Wednesday, June 30, 2010

Instant Inspiration: Clovernook Tour

After spending an afternoon at Clovernook Center for the Blind and Visually Impaired the fire is back in my belly! The design process is much more meaningful and passionate when you can really empathize with the people you are designing for.

This is a work station for zinc plate punching. Clovernook prints more than 40Million pages of braille a year for a number of clients including the Library of Congress. I was surprised to find that Terry, the machine operator, was able to use a standard keyboard to input commands despite having no vision. He only needed a braille display (black box next to the monitor) to receive information.

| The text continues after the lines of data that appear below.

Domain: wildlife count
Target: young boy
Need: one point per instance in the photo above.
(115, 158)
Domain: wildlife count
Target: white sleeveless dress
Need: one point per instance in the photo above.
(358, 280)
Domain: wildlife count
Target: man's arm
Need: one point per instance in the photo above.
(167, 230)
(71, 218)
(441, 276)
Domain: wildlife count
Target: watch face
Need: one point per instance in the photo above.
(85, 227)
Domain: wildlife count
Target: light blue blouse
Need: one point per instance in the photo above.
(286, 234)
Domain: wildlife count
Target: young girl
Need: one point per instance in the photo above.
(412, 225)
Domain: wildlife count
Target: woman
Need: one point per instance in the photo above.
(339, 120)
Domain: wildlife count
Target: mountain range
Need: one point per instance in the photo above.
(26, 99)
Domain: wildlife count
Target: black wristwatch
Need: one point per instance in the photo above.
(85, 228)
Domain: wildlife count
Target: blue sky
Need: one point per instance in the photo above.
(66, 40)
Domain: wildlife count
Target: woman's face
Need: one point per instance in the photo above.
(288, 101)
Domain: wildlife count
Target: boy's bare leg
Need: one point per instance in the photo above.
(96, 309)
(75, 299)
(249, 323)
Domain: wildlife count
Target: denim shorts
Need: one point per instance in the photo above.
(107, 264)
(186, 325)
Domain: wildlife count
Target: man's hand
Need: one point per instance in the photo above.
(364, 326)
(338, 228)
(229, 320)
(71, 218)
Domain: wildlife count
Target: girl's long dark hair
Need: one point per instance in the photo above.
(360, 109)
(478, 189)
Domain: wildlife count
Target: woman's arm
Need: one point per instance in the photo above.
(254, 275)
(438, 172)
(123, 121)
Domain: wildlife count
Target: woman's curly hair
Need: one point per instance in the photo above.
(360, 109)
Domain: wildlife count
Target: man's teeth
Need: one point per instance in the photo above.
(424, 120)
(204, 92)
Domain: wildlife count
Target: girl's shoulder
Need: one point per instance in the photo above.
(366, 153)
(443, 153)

Zinc plate being flipped for second pressing on back. The lines of braille are offset so that both sides can be punched without destroying text on the other side.

These two friendly fellows who's name I didn't catch were proofreading text before being printed for the public. Clovernook regularly receives publication before release to transcribe into braille. These two seemed to be having a good time!

Braille can increase the size of a publication dramatically. The above is a copy of the same picket publication in braille.

Sunday, June 27, 2010

Summer Studio: Explorations in Blindness

This Summer Studio is going to be a blast! I am finally working on a project that has meaning beyond cardboard boxes and perfume bottles.

My choice of tool was not easy. Having deliberated the options for weeks, I was pressed to find something that I felt truly needed designed, not just for the sake of design, but to have a real substantial impact on the life of the user. After all, isn't design about people? (I'm asking for a debate ;)

I am now currently working on a perceptual device for the blind, though not a power tool in the proper sense, it will fulfill my course requirements, and make my work rewarding.

I chose this project because of what I see as an underwhelming amount of real design in current products for people encountering disabilities. In particular, the symbolic white cane (used as a mobility tool by the visually impaired) is badly in need of rethinking. The current market is saturated by a hand full of models that , though functional and affordable, say nothing about the person holding it and look as if created by a mob of med students and engineers. Some of them have pseudo-ergonomic handles made from molded plastic. Even without a truly deep understanding of vision-impairment, I can see that there is much that can be improved with the status quo.

Check out my newly constructed DIY light blocking googles-

I plan to get into character this week, and really find out what its like to live without sight. I still have so much to learn.